Reliability and Validity in Qualitative Studies By Marilyn Simon and Jim Goes Discussions about reliability and validity are ubiquitous in quantitative research, but these essential elements of confidence in the research often receive less attention and scrutiny in qualitative studies.

O3 O4 This design controls for all of the seven threats to validity described in detail so far. An explanation of how this design controls for these threats is below.

History--this is controlled in that the general history events which may have contributed to the O1 and O2 effects would also produce the O3 and O4 effects. This is true only if the experiment is run in a specific manner--meaning that you may not test the treatment and control groups at different times and in vastly different settings as these differences may effect the results.

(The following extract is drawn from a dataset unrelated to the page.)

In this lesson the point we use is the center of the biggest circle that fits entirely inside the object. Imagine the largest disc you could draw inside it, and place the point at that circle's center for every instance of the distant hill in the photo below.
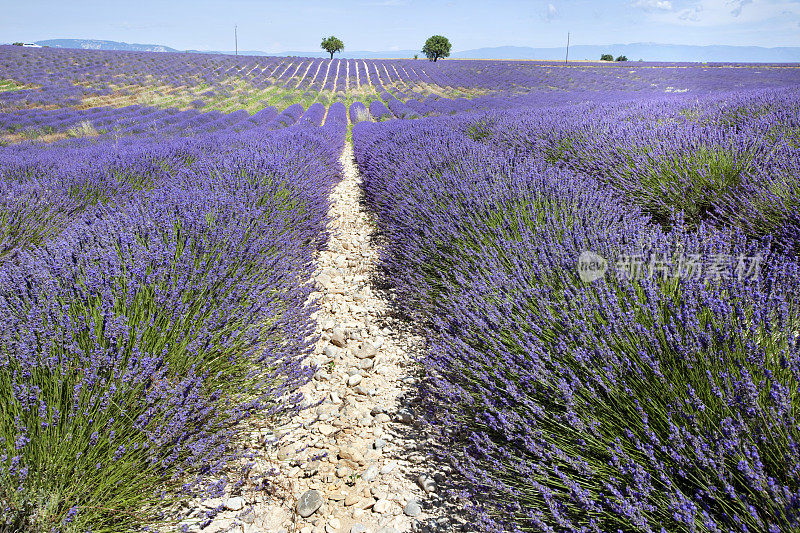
(644, 51)
(93, 44)
(634, 51)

Rather, you must test simultaneously the control and experimental groups. Intrasession history must also be taken into consideration. For example if the groups truly are run simultaneously, then there must be different experimenters involved, and the differences between the experimenters may contribute to effects.

A solution to history in this case is the randomization of experimental occasions--balanced in Challenges to validity and reliability of experimenter, time of day, week and etc. Maturation and testing--these are controlled in that they are manifested equally in both treatment and control groups.

Instrumentation--this is controlled where conditions control for intrasession history, especially where fixed tests are used. However when observers or interviewers are being used, there exists a potential for problems.

If there are insufficient observers to be randomly assigned to experimental conditions, the care must be taken to keep Challenges to validity and reliability observers ignorant of the purpose of the experiment.

Regression--this is controlled by the mean differences regardless of the extremety of scores or characteristics, if the treatment and control groups are randomly assigned from the same extreme pool. If this occurs, both groups will regress similarly, regardless of treatment.

Selection--this is controlled by randomization. Mortality--this was said to be controlled in this design, however upon reading the text, it seems it may or may not be controlled for.

Unless the mortality rate is equal in treatment and control groups, it is not possible to indicate with certainty that mortality did not contribute to the experiment results. Even when even mortality actually occurs, there remains a possibility of complex interactions which may make the effects drop-out rates differ between the two groups.

Conditions between the two groups must remain similar--for example, if the treatment group must attend treatment session, then the control group must also attend sessions where either not treatment occurs, or a "placebo" treatment occurs.

However even in this there remains possibilities of threats to validity. For example, even the presence of a "placebo" may contribute to an effect similar to the treatment, the placebo treatment must be somewhat believable and therefore may end up having similar results!

The factors described so far effect internal validity. These factors could produce changes which may be interpreted as the result of the treatment. These are called main effects which have been controlled in this design giving it internal validity. However, in this design, there are threats to external validity also called interaction effects because they involve the treatment and some other variable the interaction of which cause the threat to validity.

It is important to note here that external validity or generalizability always turns out to involve extrapolation into a realm not represented in one's sample.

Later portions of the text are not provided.